Arno Aryus ist ausgebildeter Verfahrenstechnik-Ingenieur. Im Februar, als deutlich wurde, dass Corona sich auch in Deutschland ausbreiten wird, hat Aryus seinen ersten Mund-Nasen-Schutz bestellt. Und wartete. Und wartete. Damit ging es Aryus nicht anders als vielen anderen Bürgern, die sich und andere schützen wollen. Die Mund-Nasen-Schutze sind schwer zu kriegen und haben überdies lange Lieferzeiten, da sie zu 90 Prozent in China produziert werden.

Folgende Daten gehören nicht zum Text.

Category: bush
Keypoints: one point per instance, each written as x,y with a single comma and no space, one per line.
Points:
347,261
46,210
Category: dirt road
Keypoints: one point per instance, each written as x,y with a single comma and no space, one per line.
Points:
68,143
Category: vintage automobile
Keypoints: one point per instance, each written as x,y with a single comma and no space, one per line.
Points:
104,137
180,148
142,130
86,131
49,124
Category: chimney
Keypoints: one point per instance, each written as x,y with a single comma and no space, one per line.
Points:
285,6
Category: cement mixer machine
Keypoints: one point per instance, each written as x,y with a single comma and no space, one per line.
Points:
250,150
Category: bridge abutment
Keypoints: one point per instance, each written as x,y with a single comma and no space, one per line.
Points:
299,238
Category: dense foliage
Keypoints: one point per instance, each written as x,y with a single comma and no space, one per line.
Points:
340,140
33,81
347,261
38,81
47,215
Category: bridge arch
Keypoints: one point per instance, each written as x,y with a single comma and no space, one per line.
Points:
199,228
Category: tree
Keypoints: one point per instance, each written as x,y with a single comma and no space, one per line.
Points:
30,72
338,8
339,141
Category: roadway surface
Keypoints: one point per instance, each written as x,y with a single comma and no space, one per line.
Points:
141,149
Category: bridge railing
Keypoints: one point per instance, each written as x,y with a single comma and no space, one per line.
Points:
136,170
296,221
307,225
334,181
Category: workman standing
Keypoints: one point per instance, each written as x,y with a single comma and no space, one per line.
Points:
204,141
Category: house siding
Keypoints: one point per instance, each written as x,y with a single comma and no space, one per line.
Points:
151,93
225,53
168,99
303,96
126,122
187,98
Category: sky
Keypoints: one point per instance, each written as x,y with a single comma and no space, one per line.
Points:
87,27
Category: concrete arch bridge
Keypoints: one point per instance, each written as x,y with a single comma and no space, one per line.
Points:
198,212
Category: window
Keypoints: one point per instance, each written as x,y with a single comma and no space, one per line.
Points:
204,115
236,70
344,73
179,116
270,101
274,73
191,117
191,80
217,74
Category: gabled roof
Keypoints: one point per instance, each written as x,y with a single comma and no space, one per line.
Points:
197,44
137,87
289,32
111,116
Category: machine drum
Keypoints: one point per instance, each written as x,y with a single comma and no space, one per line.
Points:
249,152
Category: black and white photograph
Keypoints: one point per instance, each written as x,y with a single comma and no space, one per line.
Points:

Bekommen hat Arno Aryus nach achtwöchiger Wartezeit ein Zehnerpack einfacher Vliestücher fürs Gesicht, die vor allem andere Menschen vor eigenen Husten- oder Nieströpfchen schützen sollen. „Die Masken, ein Stück dreilagiger Vlies mit Gummibändern dran, sind so simpel. Warum können sie nicht in großen Stückzahlen hierzulande gefertigt werden?“, rätselt der Dorstener Ingenieur.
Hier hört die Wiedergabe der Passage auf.